Cardiovascular Manifestations of Sickle Cell Disease

Nadjib Hammoudi; François Lionnet; Alban Redheuil; Gilles Montalescot


Eur Heart J. 2020;41(13):1365-1373. 

In This Article

Maladaptive Cardiac Remodelling

During the course of the disease, several mechanisms can lead to maladaptive cardiac remodelling and HF (Figure 2).

Figure 2.

Pathophysiological model of high-output heart failure in sickle cell disease. LV, left ventricle.

Chronic Volume Overload

As described in valvular heart disease such as mitral regurgitation, volume overload induces morphological cardiac remodelling and can be well tolerated for a long time.[23] However, chronic volume overload may cause progressive myocardial damages leading to exercise intolerance and HF.[23] In experimental models, iron deficiency anaemia induces LV dilation and hypertrophy together with increased cardiac angiogenesis as an adaptive mechanism. However, long-term severe anaemia leads to cardiac fibrosis, LV dysfunction, and congestion.[24] Compared to iron deficiency anaemia, SCD patients have a disproportional cardiac remodelling related to their haemoglobin level.[16,17,25] This could be partly explained by less efficient peripheral oxygen delivery due to abnormal haemoglobin nature and red blood cells rheology.[26]

Microvascular Dysfunction

Besides anaemia, microvascular dysfunction related to repeated vaso-occlusive events and nitrite oxide scavenging resulting from chronic intravascular haemolysis[25,27] can contribute to cardiac functional alteration in SCD. Consistently, a much more pronounced cardiac involvement was observed in a mice model of homozygous SCD as compared to animals with non-haemolytic anaemia (i.e. iron deficiency).

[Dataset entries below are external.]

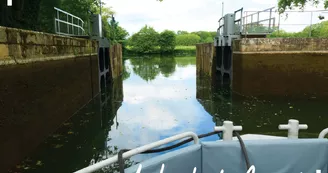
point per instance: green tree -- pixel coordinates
(167, 41)
(209, 40)
(289, 4)
(182, 32)
(187, 40)
(167, 65)
(146, 67)
(203, 35)
(116, 33)
(144, 41)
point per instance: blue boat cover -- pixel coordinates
(268, 156)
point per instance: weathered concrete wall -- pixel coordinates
(205, 60)
(44, 80)
(283, 45)
(116, 60)
(294, 67)
(22, 46)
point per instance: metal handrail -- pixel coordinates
(138, 150)
(258, 21)
(239, 20)
(69, 22)
(323, 133)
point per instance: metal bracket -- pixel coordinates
(323, 133)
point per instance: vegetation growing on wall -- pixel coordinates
(318, 30)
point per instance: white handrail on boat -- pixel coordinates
(323, 133)
(228, 129)
(293, 127)
(138, 150)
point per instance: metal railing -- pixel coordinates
(68, 24)
(261, 22)
(238, 21)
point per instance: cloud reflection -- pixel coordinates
(156, 109)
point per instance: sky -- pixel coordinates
(196, 15)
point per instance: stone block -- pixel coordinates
(3, 35)
(4, 51)
(13, 36)
(48, 39)
(15, 51)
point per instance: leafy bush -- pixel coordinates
(167, 41)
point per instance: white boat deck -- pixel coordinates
(257, 137)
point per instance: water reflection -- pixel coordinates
(159, 101)
(261, 115)
(82, 140)
(162, 97)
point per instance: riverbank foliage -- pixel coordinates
(149, 41)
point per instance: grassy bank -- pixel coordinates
(179, 50)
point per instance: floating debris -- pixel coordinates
(58, 146)
(67, 124)
(39, 163)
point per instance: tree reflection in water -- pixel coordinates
(149, 67)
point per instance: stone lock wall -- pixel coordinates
(278, 67)
(22, 46)
(44, 80)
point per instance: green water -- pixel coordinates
(159, 97)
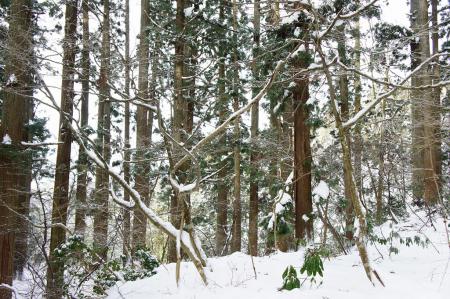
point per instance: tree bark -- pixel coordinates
(14, 161)
(302, 159)
(180, 116)
(344, 103)
(55, 271)
(222, 191)
(82, 167)
(104, 141)
(143, 131)
(254, 200)
(127, 157)
(424, 161)
(236, 238)
(357, 140)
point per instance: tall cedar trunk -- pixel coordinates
(82, 167)
(344, 103)
(104, 141)
(126, 164)
(357, 140)
(436, 92)
(430, 112)
(253, 205)
(23, 207)
(55, 271)
(15, 115)
(222, 191)
(142, 131)
(302, 158)
(179, 116)
(276, 129)
(424, 163)
(360, 239)
(236, 238)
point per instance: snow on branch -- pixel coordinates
(378, 99)
(280, 64)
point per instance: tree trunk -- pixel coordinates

The animals mimicking SCD progressively develop LVDD associated with diffuse myocardial fibrosis and features of chronic ischaemia at histopathology.[25] In humans, a correlation between haemolysis biomarkers, cardiac output, and LV remodelling was reported in several investigations,[12,15,28] and cardiac magnetic resonance (CMR) studies have confirmed an alteration of myocardial perfusion reserve suggesting abnormal microcirculation in SCD patients (Table 1).[29,30]

Focal myocardial fibrosis could be identified in up to a quarter of SCD patients, while myocardial infarct scars are rarely observed (Table 1 and Figure 3).[30] Using recent T1 mapping technique to investigate a small cohort of homozygous patients, a significant increase of extracellular volume fraction suggesting diffuse myocardial fibrosis was identified in all individuals.[31]

Figure 3.

Cardiac magnetic resonance in sickle cell disease. Steady state free precession cine imaging allows to visualize regional wall motion and precisely measure left ventricular volumes and mass using left ventricular endocardial (red) and epicardial (green) contours in (A) four-chamber and (B) short-axis views. T2* mapping image from multi-echo GRE sequence in short axis allowing the quantification of myocardial iron content (C). Small myocardial infarct seen as focal subendocardial late gadolinium enhancement localized in a mid-ventricular segment of the left ventricular lateral wall on a short-axis T1-weighted inversion recovery image acquired 10 min after contrast injection (D, arrow).

Iron Overload

Although iron cardiomyopathy is a leading cause of death in patients with thalassaemia major,[32] this complication appears to be uncommon in SCD patients, who generally require fewer transfusions. Moreover, the high level of effective erythropoiesis and chronic inflammation could mitigate iron overload in SCD.[33] Accordingly, recent CMR studies have found a very low prevalence of cardiac iron deposition, ranging from 0% to 3% (Table 1).[32,33]

Systemic Arterial Hypertension and Kidney Failure

There is a growing body of evidence showing that SCD subjects with systemic arterial hypertension face increased risk of stroke, LVDD, and early mortality.[19,30,36] Considering that SCD patients have generally lower blood pressure than reported normal values,[18,19] a mild increase in blood pressure (>130/80 mmHg) could reflect an alteration of systemic microcirculation.

Kidney failure is a common finding in patients with SCD affecting about one-third of adults, this complication is associated with higher mortality.[3,37] Renal dysfunction is linked to cardiac involvement and both organs damage shared common mechanisms[38] as chronic haemolysis and repeated sickling episodes promote microvascular alteration.[37,38] Chronic kidney failure, in a vicious circle, can lead to progressive myocardial and vascular damages. Therefore, further aggravating SCD-related cardiac remodelling and dysfunction.[39]